Apple iMac G3.

The iMac G3, which was originally released as the iMac, is a series of Macintosh personal computers Apple Computer sold from 1998 to 2003. The first iMac was Apple’s first major product release under its CEO and co-founder Steve Jobs, who returned to the financially troubled company in 1996 after eleven years away. Jobs reorganized the company and simplified the product line; the iMac was designed as Apple’s new consumer desktop product, an inexpensive, consumer-oriented computer that would easily connect to the Internet.

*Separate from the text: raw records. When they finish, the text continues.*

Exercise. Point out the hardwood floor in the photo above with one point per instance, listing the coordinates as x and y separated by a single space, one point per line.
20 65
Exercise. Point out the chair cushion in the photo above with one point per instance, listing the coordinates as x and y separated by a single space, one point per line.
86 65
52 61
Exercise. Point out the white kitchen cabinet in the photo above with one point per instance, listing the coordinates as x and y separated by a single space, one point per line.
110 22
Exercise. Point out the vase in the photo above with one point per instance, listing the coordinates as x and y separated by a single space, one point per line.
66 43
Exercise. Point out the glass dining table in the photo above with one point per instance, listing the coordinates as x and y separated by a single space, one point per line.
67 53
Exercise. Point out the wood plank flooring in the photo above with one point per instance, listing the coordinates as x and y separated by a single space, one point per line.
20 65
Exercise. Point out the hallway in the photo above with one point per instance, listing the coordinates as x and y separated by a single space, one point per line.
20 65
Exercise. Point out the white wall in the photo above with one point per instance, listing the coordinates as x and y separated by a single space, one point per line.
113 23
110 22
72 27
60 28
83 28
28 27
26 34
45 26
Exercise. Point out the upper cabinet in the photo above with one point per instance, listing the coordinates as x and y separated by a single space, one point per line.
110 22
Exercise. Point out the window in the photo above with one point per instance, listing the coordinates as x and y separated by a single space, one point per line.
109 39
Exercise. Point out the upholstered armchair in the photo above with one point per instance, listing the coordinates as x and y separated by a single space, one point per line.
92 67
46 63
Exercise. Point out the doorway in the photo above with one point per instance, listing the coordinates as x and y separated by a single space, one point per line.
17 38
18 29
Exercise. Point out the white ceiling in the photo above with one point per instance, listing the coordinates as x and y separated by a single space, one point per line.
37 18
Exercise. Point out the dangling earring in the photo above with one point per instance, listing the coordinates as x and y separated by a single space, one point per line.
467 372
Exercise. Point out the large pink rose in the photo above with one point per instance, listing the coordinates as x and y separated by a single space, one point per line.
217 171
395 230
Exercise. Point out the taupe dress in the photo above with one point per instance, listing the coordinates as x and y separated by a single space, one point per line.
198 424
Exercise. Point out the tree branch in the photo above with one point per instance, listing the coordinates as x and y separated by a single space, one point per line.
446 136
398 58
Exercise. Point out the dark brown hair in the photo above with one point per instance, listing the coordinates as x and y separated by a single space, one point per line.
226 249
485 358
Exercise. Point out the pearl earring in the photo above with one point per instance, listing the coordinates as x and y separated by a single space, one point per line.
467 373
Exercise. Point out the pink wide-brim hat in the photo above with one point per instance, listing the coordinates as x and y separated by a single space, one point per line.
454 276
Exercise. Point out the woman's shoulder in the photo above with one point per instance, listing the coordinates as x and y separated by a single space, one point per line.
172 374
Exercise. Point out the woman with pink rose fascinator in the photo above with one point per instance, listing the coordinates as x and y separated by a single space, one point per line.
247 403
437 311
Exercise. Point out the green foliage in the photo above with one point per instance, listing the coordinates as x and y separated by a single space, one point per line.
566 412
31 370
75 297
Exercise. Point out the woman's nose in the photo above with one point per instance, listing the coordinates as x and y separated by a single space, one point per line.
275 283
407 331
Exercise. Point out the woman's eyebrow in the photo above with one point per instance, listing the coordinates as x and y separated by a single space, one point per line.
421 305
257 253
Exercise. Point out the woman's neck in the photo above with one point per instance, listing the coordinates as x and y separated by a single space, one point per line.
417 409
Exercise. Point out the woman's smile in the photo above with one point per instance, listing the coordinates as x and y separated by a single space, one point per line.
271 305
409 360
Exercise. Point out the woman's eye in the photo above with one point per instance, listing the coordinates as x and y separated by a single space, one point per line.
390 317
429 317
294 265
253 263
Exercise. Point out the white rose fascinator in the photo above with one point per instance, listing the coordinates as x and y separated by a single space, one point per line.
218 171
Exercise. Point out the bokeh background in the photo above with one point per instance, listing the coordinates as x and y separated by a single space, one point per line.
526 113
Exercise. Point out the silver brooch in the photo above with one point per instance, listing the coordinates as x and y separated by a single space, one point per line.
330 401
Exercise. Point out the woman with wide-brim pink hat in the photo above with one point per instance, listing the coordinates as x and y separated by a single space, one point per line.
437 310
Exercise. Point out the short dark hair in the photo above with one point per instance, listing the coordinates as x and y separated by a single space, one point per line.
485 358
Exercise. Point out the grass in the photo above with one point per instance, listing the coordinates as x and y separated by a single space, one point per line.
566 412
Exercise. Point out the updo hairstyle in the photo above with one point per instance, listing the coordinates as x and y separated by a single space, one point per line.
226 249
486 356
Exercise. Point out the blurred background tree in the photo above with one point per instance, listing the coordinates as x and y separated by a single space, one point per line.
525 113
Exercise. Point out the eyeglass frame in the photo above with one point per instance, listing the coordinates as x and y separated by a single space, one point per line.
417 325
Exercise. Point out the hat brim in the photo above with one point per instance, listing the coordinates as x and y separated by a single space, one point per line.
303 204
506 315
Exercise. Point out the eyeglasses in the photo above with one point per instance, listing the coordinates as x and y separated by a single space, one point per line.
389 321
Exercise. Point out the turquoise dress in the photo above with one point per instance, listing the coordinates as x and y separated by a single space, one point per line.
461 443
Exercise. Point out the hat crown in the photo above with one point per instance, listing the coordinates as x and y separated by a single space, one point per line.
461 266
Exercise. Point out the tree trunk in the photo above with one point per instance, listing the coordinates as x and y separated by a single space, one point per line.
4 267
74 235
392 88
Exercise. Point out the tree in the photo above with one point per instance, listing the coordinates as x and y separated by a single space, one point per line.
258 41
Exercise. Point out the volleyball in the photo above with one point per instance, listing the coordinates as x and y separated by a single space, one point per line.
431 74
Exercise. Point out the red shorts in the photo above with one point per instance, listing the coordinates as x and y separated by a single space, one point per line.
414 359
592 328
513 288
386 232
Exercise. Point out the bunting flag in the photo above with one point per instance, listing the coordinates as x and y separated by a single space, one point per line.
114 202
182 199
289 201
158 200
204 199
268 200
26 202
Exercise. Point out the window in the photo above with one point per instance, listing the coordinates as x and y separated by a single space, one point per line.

The iMac’s all-in-one design is based around a cathode ray tube (CRT) display; it was fitted with a G3 processor, components, and connectivity included in a single enclosure. For the iMac G3, Apple’s head of design Jony Ive and his team developed a teardrop-shaped, translucent, plastic case that was a radical departure from the look of the company’s previous personal computers. The company developed new working methods to quickly finish the computer, and created new workflows they used for designing future products. The iMac G3 eschewed legacy technologies like serial ports and floppy disk drives in favor of CD-ROMs and USB ports.

Critical response to the iMac was mixed; journalists said the machine would be good for new users but bemoaned the lack of legacy technology, and said the mouse and keyboard were uncomfortable. The iMac was an immediate commercial success, selling more than 5 million units in its lifetime and becoming Apple’s fastest-selling computer.

The original model was revised several times, improving the processor speed, the amount of random access memory (RAM), hard drive space, and other capabilities. The iMac is credited with saving Apple from financial ruin, and for turning computers from niche, technical products to mass-consumer fashion. Other computers and consumer products appropriated the translucent plastic look, leading to legal action from Apple. The G3-based series of iMac models was replaced by a G4-powered successor, and the iMac G3’s role in education markets was replaced by the eMac.